Ugly.  Yes.  But this lets me store a single product record, such as “Light bulb,” but have many differently configured light bulbs in the product details table, such as a 45-watt halogen flood light.  The Product schema can be extended to include other fields that are shared by all products, and the ProductDetail schema will support any type of product.  Notice the XML field at the very end of the table that can be used to store anything that doesn’t neatly fit into the predefined columns.

The benefits that I see with this schema are:

  1. Simplicity (It’s flat and easy to understand)
  2. Indexing (I have created indexes for the first 2 columns of each data type)
  3. Extensibility (There’s only 1 table that can store any type of product)

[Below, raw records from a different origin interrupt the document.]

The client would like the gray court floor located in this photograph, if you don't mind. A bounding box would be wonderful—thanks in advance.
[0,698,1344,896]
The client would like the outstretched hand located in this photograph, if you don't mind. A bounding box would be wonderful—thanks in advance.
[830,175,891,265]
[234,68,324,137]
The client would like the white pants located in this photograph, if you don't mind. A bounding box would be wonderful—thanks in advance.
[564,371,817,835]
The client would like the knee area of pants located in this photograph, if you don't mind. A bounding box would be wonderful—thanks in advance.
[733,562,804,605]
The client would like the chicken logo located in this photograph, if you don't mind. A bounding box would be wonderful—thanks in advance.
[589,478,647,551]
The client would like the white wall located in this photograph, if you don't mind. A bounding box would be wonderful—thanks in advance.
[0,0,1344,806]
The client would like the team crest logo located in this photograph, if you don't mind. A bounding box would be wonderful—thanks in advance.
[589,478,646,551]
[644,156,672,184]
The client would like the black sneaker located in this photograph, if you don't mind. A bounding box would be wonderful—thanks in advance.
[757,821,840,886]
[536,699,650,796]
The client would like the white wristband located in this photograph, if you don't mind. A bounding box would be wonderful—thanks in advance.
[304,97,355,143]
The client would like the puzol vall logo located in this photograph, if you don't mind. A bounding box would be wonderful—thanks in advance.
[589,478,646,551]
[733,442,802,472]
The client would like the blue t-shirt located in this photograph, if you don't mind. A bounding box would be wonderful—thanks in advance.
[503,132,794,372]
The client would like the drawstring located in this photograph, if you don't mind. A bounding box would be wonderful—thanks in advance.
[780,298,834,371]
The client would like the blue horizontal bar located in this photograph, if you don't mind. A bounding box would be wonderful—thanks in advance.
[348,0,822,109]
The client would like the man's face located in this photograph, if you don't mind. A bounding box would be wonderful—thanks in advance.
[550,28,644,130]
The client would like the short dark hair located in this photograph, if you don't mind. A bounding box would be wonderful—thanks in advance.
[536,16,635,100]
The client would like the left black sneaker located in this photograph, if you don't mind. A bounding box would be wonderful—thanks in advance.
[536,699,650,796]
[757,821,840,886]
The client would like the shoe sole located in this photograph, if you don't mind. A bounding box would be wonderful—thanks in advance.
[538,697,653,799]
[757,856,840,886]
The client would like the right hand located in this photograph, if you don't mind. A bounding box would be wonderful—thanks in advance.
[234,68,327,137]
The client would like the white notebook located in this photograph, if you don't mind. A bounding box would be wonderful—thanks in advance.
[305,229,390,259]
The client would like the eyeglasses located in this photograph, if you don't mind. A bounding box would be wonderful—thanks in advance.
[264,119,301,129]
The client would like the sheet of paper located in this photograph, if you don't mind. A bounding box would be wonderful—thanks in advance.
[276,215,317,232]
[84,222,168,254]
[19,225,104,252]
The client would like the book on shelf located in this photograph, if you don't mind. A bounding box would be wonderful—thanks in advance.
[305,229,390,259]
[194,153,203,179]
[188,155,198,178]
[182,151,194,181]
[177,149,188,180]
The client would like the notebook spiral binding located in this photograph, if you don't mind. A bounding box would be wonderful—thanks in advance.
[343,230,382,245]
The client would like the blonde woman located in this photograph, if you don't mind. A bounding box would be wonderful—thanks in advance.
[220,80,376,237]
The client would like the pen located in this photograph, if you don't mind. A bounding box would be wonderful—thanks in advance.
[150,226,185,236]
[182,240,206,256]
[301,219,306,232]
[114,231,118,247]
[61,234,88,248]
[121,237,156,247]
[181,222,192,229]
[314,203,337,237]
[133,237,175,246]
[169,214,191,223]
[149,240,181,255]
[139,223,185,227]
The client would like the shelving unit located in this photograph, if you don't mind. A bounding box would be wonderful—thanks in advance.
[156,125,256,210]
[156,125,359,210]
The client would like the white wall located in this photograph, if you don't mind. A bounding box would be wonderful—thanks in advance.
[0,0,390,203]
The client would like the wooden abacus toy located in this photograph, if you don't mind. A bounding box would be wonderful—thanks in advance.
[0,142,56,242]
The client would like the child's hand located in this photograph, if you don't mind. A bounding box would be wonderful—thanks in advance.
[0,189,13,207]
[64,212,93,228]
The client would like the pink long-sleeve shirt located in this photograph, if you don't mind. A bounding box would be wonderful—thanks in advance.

Now that I have the data stored, I’m on to another problem.  How do I translate the generically-stored products into instances of specific products?  My goal is to create an extensible application where I can drop in assemblies that contain different classes for specific products, deriving from a base Product class.  Let me show you what I mean.  First, let’s define the Product class:

   1: public class Product
   2: {
   3:     public string ProductName { get; set; }
   4:  
   5:     protected internal bool? bit0 { get; set; }
   6:     protected internal bool? bit1 { get; set; }
   7:     protected internal bool? bit2 { get; set; }
   8:     protected internal bool? bit3 { get; set; }
   9:     protected internal bool? bit4 { get; set; }
  10:  
  11:     protected internal byte? tinyint0 { get; set; }
  12:     protected internal byte? tinyint1 { get; set; }
  13:     protected internal byte? tinyint2 { get; set; }
  14:     protected internal byte? tinyint3 { get; set; }
  15:     protected internal byte? tinyint4 { get; set; }
  16:  
  17:     protected internal int? int0 { get; set; }
  18:     protected internal int? int1 { get; set; }
  19:     protected internal int? int2 { get; set; }
  20:     protected internal int? int3 { get; set; }
  21:     protected internal int? int4 { get; set; }
  22:  
  23:     protected internal double? float0 { get; set; }
  24:     protected internal double? float1 { get; set; }
  25:     protected internal double? float2 { get; set; }
  26:     protected internal double? float3 { get; set; }
  27:     protected internal double? float4 { get; set; }
  28:  
  29:     protected internal DateTime? datetime0 { get; set; }
  30:     protected internal DateTime? datetime1 { get; set; }
  31:     protected internal DateTime? datetime2 { get; set; }
  32:     protected internal DateTime? datetime3 { get; set; }
  33:     protected internal DateTime? datetime4 { get; set; }
  34:  
  35:     protected internal string string0 { get; set; }
  36:     protected internal string string1 { get; set; }
  37:     protected internal string string2 { get; set; }
  38:     protected internal string string3 { get; set; }
  39:     protected internal string string4 { get; set; }
  40:  
  41:     protected internal Guid? guid0 { get; set; }
  42:     protected internal Guid? guid1 { get; set; }
  43:     protected internal Guid? guid2 { get; set; }
  44:     protected internal Guid? guid3 { get; set; }
  45:     protected internal Guid? guid4 { get; set; }
  46:  
  47:     protected internal decimal? money0 { get; set; }
  48:     protected internal decimal? money1 { get; set; }
  49:     protected internal decimal? money2 { get; set; }
  50:     protected internal decimal? money3 { get; set; }
  51:     protected internal decimal? money4 { get; set; }
  52:  
  53:     protected internal XElement xml { get; set; }
  54: }

This obviously maps to the database.  My Linq-to-SQL based repository can return instances of this Product class after projecting from the database.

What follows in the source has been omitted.